L’identité du Gendarme détenant une arme à feu dont l’image a été virale sur les réseaux sociaux a été connue. Selon la révélation faite par le Parquet général jeudi, 27 octobre, il s’agit du Margis-chef Ibrahim Baldé de la Gendarmerie Eco-2. Mais pensant que la manifestation du 20 octobre dernier a enregistré 5 cas de morts, l’Organisation guinéenne pour la Défense des Droits de l’Homme reste encore sur sa faim quant à l’enquête entreprise par l’autorité judiciaire du pays.
Selon le chargé de communication de l’OGDH, cet agent filmé en train de tirer sur les manifestants, ne peut pas être le seul coupable de la répression sanglante des manifestations. Il exige le caractère sérieux de l’enquête déjà engagée.
« Nous pensons quand même que ce Gendarme n’était pas le seul armé à l’occasion de cette manifestation. A ce titre, nous demandons à ce que l’enquête soit menée en toute sérénité pour permettre la manifestation de toute la vérité sur les circonstances ayant entraîné le décès de toutes ces personnes, qui d’ailleurs ont été tuées à des endroits différents », exige Alseny Sall.
Pour ce défenseur des droits humains, l’Etat peut bel et bien identifier tous les bourreaux lors des manifestations en Guinée, si la bonne volonté y est.
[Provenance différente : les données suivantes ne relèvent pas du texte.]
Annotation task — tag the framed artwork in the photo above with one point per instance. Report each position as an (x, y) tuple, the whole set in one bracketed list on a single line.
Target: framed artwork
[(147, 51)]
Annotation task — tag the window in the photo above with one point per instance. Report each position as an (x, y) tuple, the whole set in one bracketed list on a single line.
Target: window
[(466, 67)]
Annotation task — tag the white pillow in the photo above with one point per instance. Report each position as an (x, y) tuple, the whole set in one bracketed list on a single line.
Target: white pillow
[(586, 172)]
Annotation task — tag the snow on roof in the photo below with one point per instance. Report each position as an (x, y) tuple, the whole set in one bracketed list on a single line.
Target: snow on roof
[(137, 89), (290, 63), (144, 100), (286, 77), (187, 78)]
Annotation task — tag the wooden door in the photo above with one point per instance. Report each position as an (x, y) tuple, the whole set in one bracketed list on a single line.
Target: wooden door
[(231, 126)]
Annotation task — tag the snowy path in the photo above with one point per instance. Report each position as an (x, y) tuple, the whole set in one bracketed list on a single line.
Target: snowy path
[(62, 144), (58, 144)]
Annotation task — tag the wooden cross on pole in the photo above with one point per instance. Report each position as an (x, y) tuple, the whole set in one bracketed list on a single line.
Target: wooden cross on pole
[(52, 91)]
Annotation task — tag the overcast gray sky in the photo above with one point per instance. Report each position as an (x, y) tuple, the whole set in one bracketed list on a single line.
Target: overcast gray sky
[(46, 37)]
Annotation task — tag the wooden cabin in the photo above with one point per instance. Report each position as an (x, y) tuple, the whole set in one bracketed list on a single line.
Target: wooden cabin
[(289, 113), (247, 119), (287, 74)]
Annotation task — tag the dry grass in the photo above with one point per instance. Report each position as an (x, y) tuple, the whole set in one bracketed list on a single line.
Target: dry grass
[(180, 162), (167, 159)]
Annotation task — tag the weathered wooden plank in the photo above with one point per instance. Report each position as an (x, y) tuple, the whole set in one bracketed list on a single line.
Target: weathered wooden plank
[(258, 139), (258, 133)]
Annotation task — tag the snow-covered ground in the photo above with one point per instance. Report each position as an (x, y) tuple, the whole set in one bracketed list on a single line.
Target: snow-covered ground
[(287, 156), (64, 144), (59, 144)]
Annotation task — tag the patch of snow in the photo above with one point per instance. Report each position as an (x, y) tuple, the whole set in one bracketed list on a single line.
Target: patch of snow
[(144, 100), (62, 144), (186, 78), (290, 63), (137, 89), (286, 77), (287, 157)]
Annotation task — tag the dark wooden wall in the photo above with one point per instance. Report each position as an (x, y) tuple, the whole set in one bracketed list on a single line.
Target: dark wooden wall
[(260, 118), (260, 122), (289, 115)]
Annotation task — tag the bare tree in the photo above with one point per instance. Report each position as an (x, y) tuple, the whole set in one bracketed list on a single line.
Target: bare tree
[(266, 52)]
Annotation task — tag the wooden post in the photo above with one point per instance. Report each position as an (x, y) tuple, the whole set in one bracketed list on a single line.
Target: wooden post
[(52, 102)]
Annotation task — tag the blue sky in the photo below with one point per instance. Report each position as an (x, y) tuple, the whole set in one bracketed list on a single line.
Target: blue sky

« A l’OGDH, nous avons toujours dit lorsqu’il y a de la volonté au sommet de l’Etat pour enquêter sur les violences commises par les forces de l’ordre, cela n’est pas compliqué. Car tous ces agents des forces de l’ordre qui sont déployés pour le maintien de l’ordre ne viennent pas comme ça sur le terrain. Ils viennent des unités qui sont connues par les autorités en charge du maintien de l’ordre. S’il y a des dérapages dans l’exercice de leur fonction, donc c’est facile de les retrouver si la volonté est là », a-t-il indiqué.